Autrefois, les cours de morale étaient censés préparer les enfants de la République à devenir de braves petits soldats, courageux et disciplinés, bouleversés à la vue du drapeau national, connaissant La Marseillaise par cœur, et prêts à verser l’« impôt du sang » pour défendre la patrie contre ses ennemis extérieurs.

Aujourd’hui, l’enseignement de la morale semble plutôt dirigé contre un ennemi intérieur, une classe dangereuse qui ne partagerait pas les « valeurs de la République ». Lorsque Vincent Peillon proclamait un peu partout dans la presse qu’il était nécessaire de restaurer un enseignement de morale «laïque» à l’école, ce n’était évidemment pas parce qu’il s’inquiétait de l’immoralité des élèves de Louis-Le-Grand ou d’Henri-IV! Le projet était plutôt dirigé contre les «barbares» des quartiers défavorisés. Il visait aussi à séduire ceux que le flot de propos alarmistes sur la violence scolaire et la «montée de l’intégrisme» inquiétait ou effrayait. Avec son projet de morale « laïque », l’ancien ministre de l’Éducation nationale consacrait ainsi l’hégémonie de la pensée conservatrice sur le sujet de l’école, comme d’autres ministres de gauche l’ont consacrée, par leurs déclarations, sur les questions du travail sexuel, de l’homoparentalité, de l’immigration et de la sécurité.

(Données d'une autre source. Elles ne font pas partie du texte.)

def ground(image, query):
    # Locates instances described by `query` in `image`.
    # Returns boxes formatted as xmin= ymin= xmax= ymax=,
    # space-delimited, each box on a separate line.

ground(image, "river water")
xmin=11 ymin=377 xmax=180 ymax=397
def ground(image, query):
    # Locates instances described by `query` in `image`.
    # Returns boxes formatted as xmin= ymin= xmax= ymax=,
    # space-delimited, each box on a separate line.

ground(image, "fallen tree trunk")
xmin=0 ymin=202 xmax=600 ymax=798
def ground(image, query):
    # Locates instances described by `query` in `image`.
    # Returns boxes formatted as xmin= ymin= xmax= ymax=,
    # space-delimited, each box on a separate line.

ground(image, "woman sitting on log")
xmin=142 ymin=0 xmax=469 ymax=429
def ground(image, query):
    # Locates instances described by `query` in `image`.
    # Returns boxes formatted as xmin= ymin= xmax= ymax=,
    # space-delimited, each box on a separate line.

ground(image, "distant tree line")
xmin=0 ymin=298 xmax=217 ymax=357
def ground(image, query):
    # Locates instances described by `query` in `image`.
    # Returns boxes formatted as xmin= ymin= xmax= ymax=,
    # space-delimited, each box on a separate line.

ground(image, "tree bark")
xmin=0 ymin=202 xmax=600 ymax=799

Finalement, lorsqu’on s’interroge sur la possibilité même d’enseigner la morale dite « laïque » à l’école, on ne peut pas éviter de se poser des questions plus générales sur le contexte dans lequel les professeurs sont censés inculquer les valeurs suprêmes de la République : liberté, égalité, fraternité. Comment un enseignement de la fraternité pourrait-il être dispensé dans le contexte d’un système qui cultive la concurrence acharnée entre les élèves et les établissements scolaires ? Comment un enseignement de la liberté et de l’égalité pourrait-il être donné dans le contexte d’une institution organisée comme une armée, outrageusement centralisée et hiérarchisée, où les enseignants souffrent plus, finalement, de mépris et du contrôle permanent de leurs supérieurs que des provocations de leurs élèves ? (2)

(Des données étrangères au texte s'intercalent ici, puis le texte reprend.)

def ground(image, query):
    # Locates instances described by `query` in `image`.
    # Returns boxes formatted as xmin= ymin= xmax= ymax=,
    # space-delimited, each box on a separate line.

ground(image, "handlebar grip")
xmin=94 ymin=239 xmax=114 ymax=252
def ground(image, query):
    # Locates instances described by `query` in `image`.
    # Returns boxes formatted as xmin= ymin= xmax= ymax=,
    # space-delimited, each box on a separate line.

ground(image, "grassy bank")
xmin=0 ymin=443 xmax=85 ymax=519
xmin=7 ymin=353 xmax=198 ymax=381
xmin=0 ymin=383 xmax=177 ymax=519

Pour certains observateurs que l’état présent de l’école en France préoccupe, ce qu’il faudrait pour améliorer les choses, ce n’est pas plus d’autorité, de surveillance, de contrôle, mais plus de démocratie à tous les niveaux. En ce qui concerne les conduites « anti-sociales » à l’école, par exemple, ils constatent que les établissements dans lesquels les élèves participent à l’élaboration du règlement intérieur sont, par la suite, les moins exposés aux actes de violence (3). Cette hypothèse n’est probablement pas acceptée par tout le monde, mais elle mérite d’être explorée.

En tout cas, s’il fallait choisir entre deux moyens de rendre l’école plus satisfaisante pour ses membres, enseignants et élèves, ou bien introduire plus de démocratie à tous les niveaux, ou bien restaurer un cours de morale laïque, je n’aurais personnellement aucune hésitation.

Ce ne serait pas le cours de morale !

 


(1) Béguin François, « 1882-1912 : L’éternel retour de la morale à l’école », dans Le Monde, 3 septembre 2012.
(2) Goyet Mara, « À l’école des bureaucrates », dans Le Monde, 7-8 octobre 2012.
(3) Fize Michel, propos rapportés dans « Prof : un métier à risques », mis en ligne le 17 septembre 2012, sur www.direct-matin.fr.